MICHAEL BEN SHABBETHAI COHEN BALBO (called also Michael Cohen of Crete):
Greek scholar, Hebrew poet, and preacher; born March 27, 1411. A manuscript preserved in the Vatican (No. 305) contains several works of his, namely: a poem composed in 1453 on the occasion of the capture of Constantinople by Mohammed the Conqueror and the cessation of the war; another poem (1456), lamenting his father's death; a homiletic commentary on Ps. xxviii.; and three sermons preached by Michael in Khania in 1471, 1475, and 1477 respectively. Vatican MS. No. 254 contains an account of a disputation ("wikkuaḥ") between Michael Cohen and Moses Cohen Ashkenazi on metempsychosis ("gilgul") Zunz ("Additamenta," p. 320) is doubtful whether to identify the former with Michael b. Shabbethai or with Michael b. Elijah Cohen, copyist of Vatican MSS. Nos. 345 and 346 (fourth part). Steinschneider doubts the correctness of the name Michael b. Elijah. According to Assemani, the commentary on Averroes' commentary to Aristotle's "Physics" (i.-vi.), contained in the former manuscript, was made by a pupil of Michael Cohen of Crete. Wolf ("Bibl. Hebr." i., No. 1413), however, ascribes the commentary to Michael Cohen, calling him a disciple of Averroes. Wolf thinks also that the author of the account of the disputation is Michael b. Moses ha-Kohen, who, in collaboration with Abraham Samuel of Sofia, wrote the "Moreh Ẓedeḳ."

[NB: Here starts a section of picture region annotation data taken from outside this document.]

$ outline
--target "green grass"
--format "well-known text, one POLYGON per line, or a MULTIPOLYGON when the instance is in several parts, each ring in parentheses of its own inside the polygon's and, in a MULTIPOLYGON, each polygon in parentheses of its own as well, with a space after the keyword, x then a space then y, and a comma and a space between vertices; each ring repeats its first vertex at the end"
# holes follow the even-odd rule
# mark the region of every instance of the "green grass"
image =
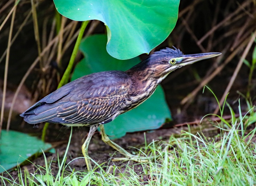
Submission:
MULTIPOLYGON (((255 114, 252 110, 250 112, 255 114)), ((255 185, 256 128, 253 128, 255 122, 250 122, 250 118, 241 114, 238 119, 232 118, 233 121, 221 118, 221 123, 214 123, 221 132, 213 138, 204 136, 201 132, 191 134, 188 126, 188 132, 182 131, 180 138, 172 136, 168 142, 153 141, 146 144, 140 150, 141 153, 149 157, 148 163, 134 164, 128 161, 122 167, 104 164, 96 166, 96 171, 76 171, 68 164, 63 165, 64 158, 62 162, 59 161, 58 174, 52 175, 51 162, 47 162, 45 156, 44 167, 35 165, 34 173, 26 170, 22 172, 19 167, 17 179, 8 179, 0 176, 0 183, 47 186, 255 185), (252 124, 248 126, 248 123, 252 124)), ((70 139, 71 136, 67 151, 70 139)))

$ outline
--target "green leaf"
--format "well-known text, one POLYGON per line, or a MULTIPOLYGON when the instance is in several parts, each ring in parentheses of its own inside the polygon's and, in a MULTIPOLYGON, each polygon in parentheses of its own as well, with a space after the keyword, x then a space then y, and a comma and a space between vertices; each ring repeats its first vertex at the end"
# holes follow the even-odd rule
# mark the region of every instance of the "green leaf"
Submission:
POLYGON ((42 150, 52 148, 36 137, 13 131, 2 130, 0 138, 0 173, 17 167, 42 150))
MULTIPOLYGON (((72 78, 74 80, 94 72, 110 70, 125 71, 140 62, 138 57, 120 60, 108 54, 104 47, 106 35, 94 35, 84 39, 80 50, 85 58, 76 66, 72 78)), ((126 132, 159 128, 170 112, 164 98, 163 89, 158 86, 154 94, 139 106, 121 114, 104 125, 106 133, 111 138, 118 138, 126 132)))
POLYGON ((77 21, 99 20, 107 26, 107 50, 118 59, 148 53, 173 29, 180 0, 54 0, 61 14, 77 21))

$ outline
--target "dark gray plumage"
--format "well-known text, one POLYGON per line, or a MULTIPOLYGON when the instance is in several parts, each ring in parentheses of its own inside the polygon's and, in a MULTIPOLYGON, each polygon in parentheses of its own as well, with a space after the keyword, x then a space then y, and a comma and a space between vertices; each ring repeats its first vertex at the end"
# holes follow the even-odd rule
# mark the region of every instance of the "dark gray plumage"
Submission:
POLYGON ((130 158, 140 161, 141 157, 131 154, 111 141, 105 133, 104 125, 100 124, 111 121, 141 104, 170 72, 220 54, 185 55, 176 48, 167 48, 155 52, 125 72, 95 73, 70 82, 43 98, 20 116, 31 124, 46 122, 71 126, 90 126, 82 146, 88 170, 92 168, 88 158, 88 146, 99 126, 103 141, 130 158))
POLYGON ((121 112, 119 106, 131 84, 130 77, 121 71, 92 74, 66 84, 20 116, 31 124, 49 122, 75 126, 108 122, 121 112))

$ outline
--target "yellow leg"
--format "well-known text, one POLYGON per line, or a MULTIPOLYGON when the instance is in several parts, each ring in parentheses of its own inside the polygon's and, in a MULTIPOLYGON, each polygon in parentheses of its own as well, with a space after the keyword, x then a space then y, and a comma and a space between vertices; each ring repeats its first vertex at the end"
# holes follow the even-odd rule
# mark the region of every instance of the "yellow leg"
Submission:
POLYGON ((88 155, 88 146, 89 145, 89 143, 90 142, 90 141, 91 141, 92 136, 98 127, 99 125, 96 125, 93 126, 91 126, 90 127, 90 130, 89 132, 89 134, 88 134, 88 136, 87 136, 87 138, 85 140, 85 141, 84 142, 83 146, 82 146, 82 152, 85 159, 85 163, 87 166, 87 169, 90 171, 92 170, 92 165, 91 164, 90 158, 88 155))
POLYGON ((123 161, 124 160, 129 160, 131 159, 140 162, 147 162, 147 159, 146 157, 140 157, 138 156, 135 156, 129 153, 126 151, 122 148, 116 143, 111 141, 106 134, 104 126, 102 124, 100 125, 100 128, 101 132, 101 139, 102 141, 105 143, 112 147, 117 151, 123 154, 124 155, 129 158, 119 158, 112 159, 114 161, 123 161))

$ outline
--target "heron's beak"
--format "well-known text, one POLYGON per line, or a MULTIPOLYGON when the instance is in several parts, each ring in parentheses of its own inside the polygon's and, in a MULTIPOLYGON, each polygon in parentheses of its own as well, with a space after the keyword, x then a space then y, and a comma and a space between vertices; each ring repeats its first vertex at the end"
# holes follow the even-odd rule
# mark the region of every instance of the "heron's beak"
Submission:
POLYGON ((202 53, 196 54, 184 55, 182 56, 182 60, 179 63, 179 66, 185 66, 187 65, 192 64, 196 61, 205 59, 208 58, 213 58, 221 54, 219 52, 211 52, 209 53, 202 53))

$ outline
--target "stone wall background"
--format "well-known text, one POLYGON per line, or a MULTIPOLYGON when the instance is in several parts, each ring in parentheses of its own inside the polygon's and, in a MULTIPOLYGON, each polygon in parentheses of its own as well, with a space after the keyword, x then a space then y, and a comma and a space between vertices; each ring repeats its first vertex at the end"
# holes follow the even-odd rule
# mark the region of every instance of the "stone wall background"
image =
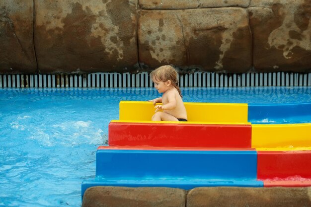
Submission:
POLYGON ((0 73, 311 71, 311 0, 0 0, 0 73))

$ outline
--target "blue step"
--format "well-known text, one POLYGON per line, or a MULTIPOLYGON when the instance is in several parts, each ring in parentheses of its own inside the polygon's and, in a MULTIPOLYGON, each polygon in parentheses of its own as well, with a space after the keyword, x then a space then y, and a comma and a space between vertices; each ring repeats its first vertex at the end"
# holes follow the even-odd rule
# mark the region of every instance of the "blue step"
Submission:
POLYGON ((252 124, 310 123, 311 103, 248 104, 248 116, 252 124))
POLYGON ((92 186, 263 187, 257 179, 254 150, 98 149, 92 186))

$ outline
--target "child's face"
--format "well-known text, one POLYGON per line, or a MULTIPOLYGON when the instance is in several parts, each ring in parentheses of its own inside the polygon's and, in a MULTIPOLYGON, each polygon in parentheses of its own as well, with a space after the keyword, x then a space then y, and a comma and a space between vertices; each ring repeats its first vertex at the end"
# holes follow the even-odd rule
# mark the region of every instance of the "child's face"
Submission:
POLYGON ((155 83, 155 87, 156 88, 157 91, 160 93, 164 93, 170 88, 170 83, 168 80, 165 82, 161 81, 154 78, 153 81, 155 83))

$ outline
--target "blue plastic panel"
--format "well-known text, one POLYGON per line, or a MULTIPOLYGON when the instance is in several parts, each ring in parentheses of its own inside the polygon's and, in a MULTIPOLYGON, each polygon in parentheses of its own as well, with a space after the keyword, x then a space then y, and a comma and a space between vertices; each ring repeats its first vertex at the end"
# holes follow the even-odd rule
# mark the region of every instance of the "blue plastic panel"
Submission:
POLYGON ((311 122, 311 103, 248 104, 248 121, 252 124, 311 122))
POLYGON ((256 173, 254 150, 99 149, 96 153, 96 175, 106 179, 255 179, 256 173))
POLYGON ((263 182, 255 180, 206 180, 192 178, 162 178, 154 179, 109 180, 101 176, 84 180, 82 183, 81 194, 83 195, 88 188, 93 186, 165 187, 190 190, 199 187, 232 186, 263 187, 263 182))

A work entitled "Sha'are Raḥamim" (Vatican MS. No. 30, 8), which is a supercommentary on Maimonides' commentary on the eleventh chapter of Sanhedrin, and a commentary on Ibn Ezra's hymn beginning "Eḥad lebaddo be-en samuk," both bear the name of Michael Cohen as author, who is supposed by Steinschneider to be identical with the subject of this article.
- Steinschneider, Hebr. Uebers. p. 120;
- idem, in Mosé, iv. 303 et seq., v. 267 et seq.